IDEAL
Image across Domains, Experiments, Algorithms and Learning
Dani Ushizima, Ph.D. is a Senior Scientist who investigates computational approaches based on Machine Learning to interface data-driven models to materials characterization. Main expertise is in Computer Vision applied to multimodal imaging for measuring 2D and 3D structure across spatial scales, which is key to advance research and design of new materials imaged using instruments reliant on x-ray, electron, confocal, and other light-matter interactions. The current focus is on lithium metal batteries and biofuel, as well as biomedical data analysis. She is also a Faculty affiliated with the Bakar Institute at UC San Francisco, consulting on biomedical imaging projects, and BIDS at UC Berkeley.

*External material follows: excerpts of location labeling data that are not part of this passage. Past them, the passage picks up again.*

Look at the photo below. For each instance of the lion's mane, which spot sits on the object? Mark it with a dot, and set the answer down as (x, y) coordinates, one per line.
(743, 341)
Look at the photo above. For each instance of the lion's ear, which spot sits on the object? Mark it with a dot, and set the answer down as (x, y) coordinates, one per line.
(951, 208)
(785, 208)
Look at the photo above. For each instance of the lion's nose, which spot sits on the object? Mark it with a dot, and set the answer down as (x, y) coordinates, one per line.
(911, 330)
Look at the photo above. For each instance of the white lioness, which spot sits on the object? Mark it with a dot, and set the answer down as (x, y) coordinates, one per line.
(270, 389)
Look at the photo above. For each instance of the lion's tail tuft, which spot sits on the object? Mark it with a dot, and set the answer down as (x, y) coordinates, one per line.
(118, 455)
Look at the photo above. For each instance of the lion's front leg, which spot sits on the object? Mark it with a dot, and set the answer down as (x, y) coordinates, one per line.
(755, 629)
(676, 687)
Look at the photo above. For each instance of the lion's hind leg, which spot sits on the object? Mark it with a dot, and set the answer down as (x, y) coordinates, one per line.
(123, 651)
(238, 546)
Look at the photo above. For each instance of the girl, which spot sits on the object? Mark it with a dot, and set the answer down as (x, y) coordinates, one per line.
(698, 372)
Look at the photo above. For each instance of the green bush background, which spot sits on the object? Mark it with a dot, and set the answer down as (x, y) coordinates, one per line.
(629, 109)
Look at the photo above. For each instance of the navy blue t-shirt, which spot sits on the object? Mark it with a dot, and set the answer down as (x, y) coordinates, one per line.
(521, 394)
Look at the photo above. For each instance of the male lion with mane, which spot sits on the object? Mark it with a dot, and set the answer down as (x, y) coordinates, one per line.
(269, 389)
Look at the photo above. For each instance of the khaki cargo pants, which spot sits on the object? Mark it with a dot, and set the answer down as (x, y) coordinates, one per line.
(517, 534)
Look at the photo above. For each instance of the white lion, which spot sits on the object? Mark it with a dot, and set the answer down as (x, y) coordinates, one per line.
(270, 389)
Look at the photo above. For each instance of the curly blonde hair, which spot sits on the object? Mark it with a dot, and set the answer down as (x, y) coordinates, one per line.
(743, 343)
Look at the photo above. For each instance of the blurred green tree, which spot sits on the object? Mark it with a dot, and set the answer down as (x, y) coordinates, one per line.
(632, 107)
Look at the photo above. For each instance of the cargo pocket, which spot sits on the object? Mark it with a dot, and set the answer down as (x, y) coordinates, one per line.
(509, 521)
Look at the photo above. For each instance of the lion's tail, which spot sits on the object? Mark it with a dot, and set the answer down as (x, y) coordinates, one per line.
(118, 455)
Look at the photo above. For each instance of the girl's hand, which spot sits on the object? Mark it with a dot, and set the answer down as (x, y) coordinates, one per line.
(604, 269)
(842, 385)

At LBNL since 2007, her research in image analysis and pattern recognition has impacted a broad array of scientific investigations that depend upon images. In 2015, Ushizima received the U.S. Department of Energy Early Career Research award to focus on pattern recognition applied to diverse scientific domains - images range from biomedical to new materials science samples. She has also led the ML team for the Center for Advanced Mathematics for Energy Related Applications (CAMERA). Other initiatives she co-leads are CRIC (cancer), ImageXD (multimodal imaging) and new initiatives in biofuel and energy storage. Proud to be part of the Math for Experimental Data Analysis Group (MEDA).